Because of Butler County's birth rate, the hospital sank money into its Family Birthing Center. The key innovation, which hospital officials say is a first for the region, is a cesarian section viewing room, which allows more family and friends to be present at that special moment. Most hospitals limit the number of family members at a C-section delivery, but that was “one of the main dissatisfactions” that moms told hospital officials, labor-and-delivery nurse Ashley Reid. The new hospital put in a viewing room that can comfortably seat nine people to cheer on a birth. The room’s windows have blinds that are opened only when the mother is gowned and ready to deliver. You don’t see the incision, but you do see the baby being born.
The viewing room saw its first birth Monday. Bill and Caitlin Radjewski live in Liberty Township, and every day for more than a year, they watched the hospital’s construction. On Jan. 15, a week after the hospital opened, Caitlin delivered the couple’s second daughter there by C-section, with sister Gemma, 5, and other relatives in the viewing room. Then a member of the delivery team held a piece of paper for the witnesses to learn the baby’s name: Maria Joyce.

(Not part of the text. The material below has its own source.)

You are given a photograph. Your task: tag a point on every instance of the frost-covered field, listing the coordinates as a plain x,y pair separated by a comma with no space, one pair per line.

2) Giving birth? Make yourself at home. New moms told hospital planners that they want families to stay together for a birth. Each of the nine labor-and-delivery rooms allows a woman and her family to dwell in one place while she gives birth and recovers with baby at hand. The double-sized rooms have kitchenettes, spa-like bathrooms with jumbo showers and “smart” boards low enough for kids to draw. Room cabinets can be restocked from the hallway so as not to disturb sleeping families.
3) Christ Hospital’s great leap forward. The 25-bed hospital is the latest facility in the Mount Auburn-based system’s expansion into Cincinnati's suburbs. In 2012, the network opened two more outpatient centers in Green Township and Fort Wright; in 2015 came an outpatient center in Montgomery. Also in 2015, the system opened the Joint and Spine Center at the main hospital in Cincinnati, which appeared in the 2016 movie, “The Killing of a Sacred Deer.” Further expansion is aimed at Fort Mitchell, where Christ battled wtih St. Elizabeth Healthcare to win Kentucky state approval to build.
4) Butler County's medical building boom. The Liberty Township hospital plants a flag for Christ Hospital in the county. UC Health’s West Chester Hospital, 1.5 miles due south on Cox Road, only three years ago reconfigured its third floor as a maternity space. The Liberty Campus of Cincinnati Children’s Hospital Medical Center, just west across I-75, operates one of the nation’s 25 proton-radiation centers. Four miles southwest is TriHealth’s Bethesda Butler Hospital, which finished an expansion in 2016. TriHealth plans to build an outpatient center on land it owns on the corner of Cox Road and Liberty Way, half a mile from the new Christ Hospital.
5) That's a nice design touch. A wall of northeast-facing windows fills the lobby with light even under a leaden January sky. From outside the hospital, the windows display a line drawing of the landmark tower that crowns Christ Hospital’s main campus.